Amid fires raging in California, CNN’s Jim Acosta’s effort to reclaim White House media access and the Florida election recount looking like Groundhog Day, a little sparkle of news floated out of the Middle East last week.
Rory McIlroy, a four-time major champion, was letting the assembled media at the DP World Tour Championship know that he was scheduled to play only two pure European Tour events in 2019.
“I want to play against the strongest fields week in and week out,” he said, “and for the most part of the season, that is in America.”
Critics across Europe struggled to understand how the Northern Irishman could shun his home tour, despite the 2017 introduction of the Rolex Series. The eight-tournament series, with its minimum $7 million purses, was conceived by tour chief Keith Pelley to prevent such defections. Even Paul McGinley, the 2014 Ryder Cup captain, questioned McIlroy’s decision.
Not that McIlroy needs a defense, given the overall greater prize money and world-ranking points on the PGA Tour, but I’ve decided to appoint myself with the task.
Dating to 2011, McIlroy has won four major championships. No one during that time has won as many. Americans Jordan Spieth and Brooks Koepka won three apiece during the same period.
But since 2014, when McIlroy won the season’s last two majors, the British Open and the PGA, he has drilled a dry hole in golf’s biggest events. In 2018, McIlroy made 18 starts on the PGA Tour and only five exclusively on the European Tour (excluding the WGCs and major championships, which count on both tours), with his lone victory coming at the Arnold Palmer Invitational – his first title in nearly two years. During that nearly two-year winless streak, McIlroy faced persistent questions about what he was doing and why his game seemingly was not ready for prime time.
He offered many reasons – to some, excuses – without answering the question, Why?
McIlroy seemed to silence many of the questioners with his victory at Bay Hill in March, but he is struggling again. His inconsistent driver was a concern a week earlier at the Nedbank Golf Challenge in South Africa, where he tied for 21st.
Now, with McIlroy apparently willing to sacrifice his European Tour membership by not playing in the minimum number of events – four, exclusive of the four WGCs and four majors – the attention and questions have intensified.
Only Jordan Spieth and Tiger Woods have been under a similar microscope at the game’s highest level recently. But McIlroy, as one of the most recognizable faces of European golf, must endure scrutiny about his commitment to both tours, unlike the American stars.
Many critics seem to forget that McIlroy saved the Irish Open. He lent his name as host, and then, in 2016, donated his entire winner’s check of 666,000 euros (about $750,000) to the tournament’s charity, his eponymous Rory Foundation, which is dedicated to helping children and families.
McIlroy has compiled a stellar record at the Ryder Cup: 11-9-4 in five editions, as Europe has gone 4-1 against the Americans.

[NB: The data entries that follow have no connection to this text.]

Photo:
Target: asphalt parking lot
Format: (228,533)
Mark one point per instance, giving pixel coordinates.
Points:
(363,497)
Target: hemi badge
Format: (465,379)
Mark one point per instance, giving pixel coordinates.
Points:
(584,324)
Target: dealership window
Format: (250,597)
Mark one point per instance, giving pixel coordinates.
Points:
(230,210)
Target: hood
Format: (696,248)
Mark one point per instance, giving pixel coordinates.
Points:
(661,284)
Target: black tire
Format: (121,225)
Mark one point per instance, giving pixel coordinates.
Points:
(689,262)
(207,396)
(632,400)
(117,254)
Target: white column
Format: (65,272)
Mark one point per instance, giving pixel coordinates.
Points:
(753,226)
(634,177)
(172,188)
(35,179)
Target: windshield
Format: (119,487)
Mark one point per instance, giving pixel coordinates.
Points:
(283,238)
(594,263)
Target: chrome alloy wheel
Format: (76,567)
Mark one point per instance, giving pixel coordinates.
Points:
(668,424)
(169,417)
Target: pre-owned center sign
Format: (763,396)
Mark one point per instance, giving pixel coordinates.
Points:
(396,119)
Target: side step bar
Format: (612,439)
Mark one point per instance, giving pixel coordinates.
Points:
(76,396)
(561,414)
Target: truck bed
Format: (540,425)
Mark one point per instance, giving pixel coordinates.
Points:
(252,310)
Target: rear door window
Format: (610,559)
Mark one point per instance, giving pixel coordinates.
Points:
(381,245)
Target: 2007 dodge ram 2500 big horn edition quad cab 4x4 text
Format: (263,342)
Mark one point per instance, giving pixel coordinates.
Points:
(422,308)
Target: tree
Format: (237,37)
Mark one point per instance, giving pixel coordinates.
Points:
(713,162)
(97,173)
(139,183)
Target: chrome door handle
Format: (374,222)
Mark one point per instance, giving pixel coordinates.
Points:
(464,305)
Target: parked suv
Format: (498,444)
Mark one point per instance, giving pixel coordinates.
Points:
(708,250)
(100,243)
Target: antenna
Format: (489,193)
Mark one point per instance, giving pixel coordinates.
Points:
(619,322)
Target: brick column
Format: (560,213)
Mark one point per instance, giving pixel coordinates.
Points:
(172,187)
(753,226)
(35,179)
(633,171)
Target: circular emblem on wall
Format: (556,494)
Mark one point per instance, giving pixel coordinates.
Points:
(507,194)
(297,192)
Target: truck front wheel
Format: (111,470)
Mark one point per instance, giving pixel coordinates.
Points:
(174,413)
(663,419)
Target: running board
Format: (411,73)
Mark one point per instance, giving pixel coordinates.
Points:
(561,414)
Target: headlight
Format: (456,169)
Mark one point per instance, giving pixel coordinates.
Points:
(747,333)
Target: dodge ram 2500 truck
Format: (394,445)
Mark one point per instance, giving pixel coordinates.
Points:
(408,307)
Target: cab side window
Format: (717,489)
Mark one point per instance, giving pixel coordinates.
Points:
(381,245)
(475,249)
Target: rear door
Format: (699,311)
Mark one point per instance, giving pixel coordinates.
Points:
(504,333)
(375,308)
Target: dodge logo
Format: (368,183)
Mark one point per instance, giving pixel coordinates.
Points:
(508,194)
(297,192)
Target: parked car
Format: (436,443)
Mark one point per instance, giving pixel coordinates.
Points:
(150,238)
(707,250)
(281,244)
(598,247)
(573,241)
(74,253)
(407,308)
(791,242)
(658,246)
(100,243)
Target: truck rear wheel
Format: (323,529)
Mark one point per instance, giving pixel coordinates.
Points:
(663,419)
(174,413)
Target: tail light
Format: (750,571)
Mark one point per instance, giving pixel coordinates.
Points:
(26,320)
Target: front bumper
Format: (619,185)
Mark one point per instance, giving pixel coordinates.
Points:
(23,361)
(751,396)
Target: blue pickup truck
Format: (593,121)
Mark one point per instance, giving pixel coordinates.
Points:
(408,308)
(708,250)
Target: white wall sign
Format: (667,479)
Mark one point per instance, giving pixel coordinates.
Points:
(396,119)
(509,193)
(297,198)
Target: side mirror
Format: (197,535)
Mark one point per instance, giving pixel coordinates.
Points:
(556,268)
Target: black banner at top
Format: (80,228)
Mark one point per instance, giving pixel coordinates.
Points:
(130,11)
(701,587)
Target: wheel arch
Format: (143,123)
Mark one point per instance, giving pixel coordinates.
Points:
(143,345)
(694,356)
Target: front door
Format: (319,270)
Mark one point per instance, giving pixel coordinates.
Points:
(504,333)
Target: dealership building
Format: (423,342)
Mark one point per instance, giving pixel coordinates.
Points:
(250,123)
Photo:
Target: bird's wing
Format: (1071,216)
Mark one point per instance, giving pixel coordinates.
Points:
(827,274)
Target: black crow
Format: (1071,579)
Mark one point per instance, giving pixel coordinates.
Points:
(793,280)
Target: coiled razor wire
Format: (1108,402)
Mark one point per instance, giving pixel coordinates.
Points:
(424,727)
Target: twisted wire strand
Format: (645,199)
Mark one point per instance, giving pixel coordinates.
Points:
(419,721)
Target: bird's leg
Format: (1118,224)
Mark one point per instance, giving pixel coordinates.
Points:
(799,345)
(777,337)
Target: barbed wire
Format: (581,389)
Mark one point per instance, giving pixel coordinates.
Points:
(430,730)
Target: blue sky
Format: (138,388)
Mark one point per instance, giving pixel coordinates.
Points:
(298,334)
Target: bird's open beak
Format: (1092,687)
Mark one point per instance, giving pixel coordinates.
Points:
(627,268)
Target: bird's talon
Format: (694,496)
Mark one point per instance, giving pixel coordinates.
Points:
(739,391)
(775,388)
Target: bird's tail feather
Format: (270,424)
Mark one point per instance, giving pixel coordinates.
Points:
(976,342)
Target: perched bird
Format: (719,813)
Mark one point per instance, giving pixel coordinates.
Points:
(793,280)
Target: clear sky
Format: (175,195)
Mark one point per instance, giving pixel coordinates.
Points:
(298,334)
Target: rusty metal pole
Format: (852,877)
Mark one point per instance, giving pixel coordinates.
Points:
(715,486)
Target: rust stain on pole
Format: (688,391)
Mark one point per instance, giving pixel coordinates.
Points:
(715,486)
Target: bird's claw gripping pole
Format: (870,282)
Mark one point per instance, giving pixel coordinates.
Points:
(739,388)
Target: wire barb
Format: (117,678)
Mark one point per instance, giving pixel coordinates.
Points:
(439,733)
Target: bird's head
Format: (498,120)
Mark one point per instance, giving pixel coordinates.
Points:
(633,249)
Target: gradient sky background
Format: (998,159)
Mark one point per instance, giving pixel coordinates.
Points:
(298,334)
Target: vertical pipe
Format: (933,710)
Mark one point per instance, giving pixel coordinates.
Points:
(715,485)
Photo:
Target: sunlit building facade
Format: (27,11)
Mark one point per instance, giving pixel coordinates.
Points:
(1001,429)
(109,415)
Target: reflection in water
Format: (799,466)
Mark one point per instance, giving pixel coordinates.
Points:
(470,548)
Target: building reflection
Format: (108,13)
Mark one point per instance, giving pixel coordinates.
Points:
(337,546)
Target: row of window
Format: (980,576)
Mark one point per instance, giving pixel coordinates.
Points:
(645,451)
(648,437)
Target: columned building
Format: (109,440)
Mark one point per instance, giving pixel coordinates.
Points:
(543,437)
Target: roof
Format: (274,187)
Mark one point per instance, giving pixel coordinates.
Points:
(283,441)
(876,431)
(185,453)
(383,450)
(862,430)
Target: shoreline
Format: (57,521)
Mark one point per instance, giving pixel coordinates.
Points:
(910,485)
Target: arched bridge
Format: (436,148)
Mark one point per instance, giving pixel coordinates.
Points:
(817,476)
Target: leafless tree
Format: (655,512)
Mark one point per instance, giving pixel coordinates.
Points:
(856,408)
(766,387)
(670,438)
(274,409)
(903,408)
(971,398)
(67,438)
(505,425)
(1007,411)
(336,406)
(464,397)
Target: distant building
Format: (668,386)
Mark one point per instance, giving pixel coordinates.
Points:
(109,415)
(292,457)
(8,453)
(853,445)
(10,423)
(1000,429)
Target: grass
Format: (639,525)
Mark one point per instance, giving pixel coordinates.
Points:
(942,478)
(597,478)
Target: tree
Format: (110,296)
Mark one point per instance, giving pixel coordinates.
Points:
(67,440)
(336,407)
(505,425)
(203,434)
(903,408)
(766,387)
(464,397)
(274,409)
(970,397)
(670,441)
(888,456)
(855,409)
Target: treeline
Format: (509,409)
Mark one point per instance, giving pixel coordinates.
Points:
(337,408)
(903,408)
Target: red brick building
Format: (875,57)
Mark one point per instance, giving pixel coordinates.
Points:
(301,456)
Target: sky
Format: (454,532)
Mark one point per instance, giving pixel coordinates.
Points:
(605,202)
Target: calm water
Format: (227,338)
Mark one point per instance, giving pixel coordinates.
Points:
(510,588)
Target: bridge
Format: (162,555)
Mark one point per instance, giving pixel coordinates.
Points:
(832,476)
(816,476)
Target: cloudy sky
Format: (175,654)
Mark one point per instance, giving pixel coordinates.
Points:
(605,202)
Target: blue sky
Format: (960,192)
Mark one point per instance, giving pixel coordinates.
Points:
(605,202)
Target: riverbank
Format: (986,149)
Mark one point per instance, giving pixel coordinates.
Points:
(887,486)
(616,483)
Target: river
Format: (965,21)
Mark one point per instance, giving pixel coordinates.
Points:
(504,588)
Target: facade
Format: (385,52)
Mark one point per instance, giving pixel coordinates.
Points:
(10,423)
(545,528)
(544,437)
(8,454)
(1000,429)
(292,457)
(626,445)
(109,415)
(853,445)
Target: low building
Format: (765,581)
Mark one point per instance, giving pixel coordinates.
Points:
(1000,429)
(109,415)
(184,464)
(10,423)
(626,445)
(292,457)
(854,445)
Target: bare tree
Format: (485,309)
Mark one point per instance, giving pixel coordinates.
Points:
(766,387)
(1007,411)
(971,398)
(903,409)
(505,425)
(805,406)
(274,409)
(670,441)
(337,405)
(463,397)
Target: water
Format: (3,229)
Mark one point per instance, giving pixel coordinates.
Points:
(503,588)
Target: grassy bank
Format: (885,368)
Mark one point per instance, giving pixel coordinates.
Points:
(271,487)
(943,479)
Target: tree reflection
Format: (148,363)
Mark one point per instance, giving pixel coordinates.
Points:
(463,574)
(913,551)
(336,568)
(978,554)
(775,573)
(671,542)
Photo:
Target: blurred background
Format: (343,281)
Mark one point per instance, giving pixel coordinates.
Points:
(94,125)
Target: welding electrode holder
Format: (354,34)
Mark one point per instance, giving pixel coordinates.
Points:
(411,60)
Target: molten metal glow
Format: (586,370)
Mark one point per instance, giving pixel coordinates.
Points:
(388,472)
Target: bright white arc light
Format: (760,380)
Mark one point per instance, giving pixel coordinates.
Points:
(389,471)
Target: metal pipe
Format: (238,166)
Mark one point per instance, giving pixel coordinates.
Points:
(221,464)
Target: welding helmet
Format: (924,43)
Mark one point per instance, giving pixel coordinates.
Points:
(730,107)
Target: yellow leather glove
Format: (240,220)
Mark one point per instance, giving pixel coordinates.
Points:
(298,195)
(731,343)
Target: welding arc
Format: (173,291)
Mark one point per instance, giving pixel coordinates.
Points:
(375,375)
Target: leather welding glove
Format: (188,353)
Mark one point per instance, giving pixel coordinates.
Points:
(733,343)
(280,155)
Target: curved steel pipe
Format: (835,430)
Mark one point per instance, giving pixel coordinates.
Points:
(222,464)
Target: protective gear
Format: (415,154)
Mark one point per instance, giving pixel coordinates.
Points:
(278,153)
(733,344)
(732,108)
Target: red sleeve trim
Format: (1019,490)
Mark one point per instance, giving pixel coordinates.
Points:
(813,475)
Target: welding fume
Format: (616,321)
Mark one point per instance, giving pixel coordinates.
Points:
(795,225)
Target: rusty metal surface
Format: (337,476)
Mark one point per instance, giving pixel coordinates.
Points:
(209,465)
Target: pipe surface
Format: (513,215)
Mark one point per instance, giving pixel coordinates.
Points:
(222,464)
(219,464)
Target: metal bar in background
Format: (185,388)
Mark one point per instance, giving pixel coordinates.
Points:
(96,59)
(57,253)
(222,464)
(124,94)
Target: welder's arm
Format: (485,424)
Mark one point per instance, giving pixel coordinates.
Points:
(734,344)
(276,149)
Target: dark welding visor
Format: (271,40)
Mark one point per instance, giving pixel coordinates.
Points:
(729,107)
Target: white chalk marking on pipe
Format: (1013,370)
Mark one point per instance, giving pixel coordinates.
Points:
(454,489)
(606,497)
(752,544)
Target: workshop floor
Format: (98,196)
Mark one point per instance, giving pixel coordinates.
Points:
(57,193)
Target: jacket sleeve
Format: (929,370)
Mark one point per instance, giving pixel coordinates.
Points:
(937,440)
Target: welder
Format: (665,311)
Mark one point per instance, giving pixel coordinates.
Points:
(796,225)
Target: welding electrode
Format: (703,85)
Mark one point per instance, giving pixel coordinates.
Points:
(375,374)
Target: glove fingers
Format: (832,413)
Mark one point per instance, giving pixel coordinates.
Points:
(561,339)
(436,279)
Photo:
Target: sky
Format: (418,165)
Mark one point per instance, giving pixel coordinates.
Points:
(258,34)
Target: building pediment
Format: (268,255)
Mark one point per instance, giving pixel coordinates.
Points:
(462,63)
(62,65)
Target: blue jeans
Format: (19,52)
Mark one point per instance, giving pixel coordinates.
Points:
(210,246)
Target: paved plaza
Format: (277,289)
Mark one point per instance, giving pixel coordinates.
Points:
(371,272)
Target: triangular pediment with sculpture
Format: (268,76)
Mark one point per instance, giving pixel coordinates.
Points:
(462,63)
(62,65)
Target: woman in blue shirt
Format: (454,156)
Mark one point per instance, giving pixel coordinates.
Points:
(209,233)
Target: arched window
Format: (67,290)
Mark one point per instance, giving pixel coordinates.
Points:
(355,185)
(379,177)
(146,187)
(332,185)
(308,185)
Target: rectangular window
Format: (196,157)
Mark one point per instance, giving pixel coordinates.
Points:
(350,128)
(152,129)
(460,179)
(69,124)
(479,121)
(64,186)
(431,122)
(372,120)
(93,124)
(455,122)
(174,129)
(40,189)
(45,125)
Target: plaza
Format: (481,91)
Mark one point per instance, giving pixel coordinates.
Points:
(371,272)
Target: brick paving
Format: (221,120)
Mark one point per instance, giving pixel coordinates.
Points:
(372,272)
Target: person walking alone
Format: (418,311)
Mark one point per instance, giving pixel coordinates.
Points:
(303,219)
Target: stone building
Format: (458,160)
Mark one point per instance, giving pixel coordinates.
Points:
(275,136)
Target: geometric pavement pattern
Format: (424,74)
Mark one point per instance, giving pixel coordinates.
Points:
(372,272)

In addition to questions about his status as a European Tour member for 2019, McIlroy also faces uncertainty regarding his eligibility to captain Europe in a future Ryder Cup. European Tour regulations introduced in 2017 state, in part, that “players cannot be a European Ryder Cup captain or a vice-captain if they decline membership of the European Tour or fail to fulfil their minimum event obligation in any season, from 2018 onwards.”
For McIlroy, 29, any administrative post likely would be 15-20 years out, but what if he were to win a few more major championships and help lead Europe to a few more Ryder Cup victories in the next decade or so? Would the decision to give up tour membership for a year be held against him?
A professional golfer can become too popular, trying to fulfill the needs and wants of various tours. But those same tours would be nowhere to be found should his game deteriorate and his professional status become jeopardized.
McIlroy’s career has been under the spotlight since before he turned pro, and clearly that will never change. As a man who still is in his 20s, he should be given a chance to figure out the best way forward. He deserves that consideration.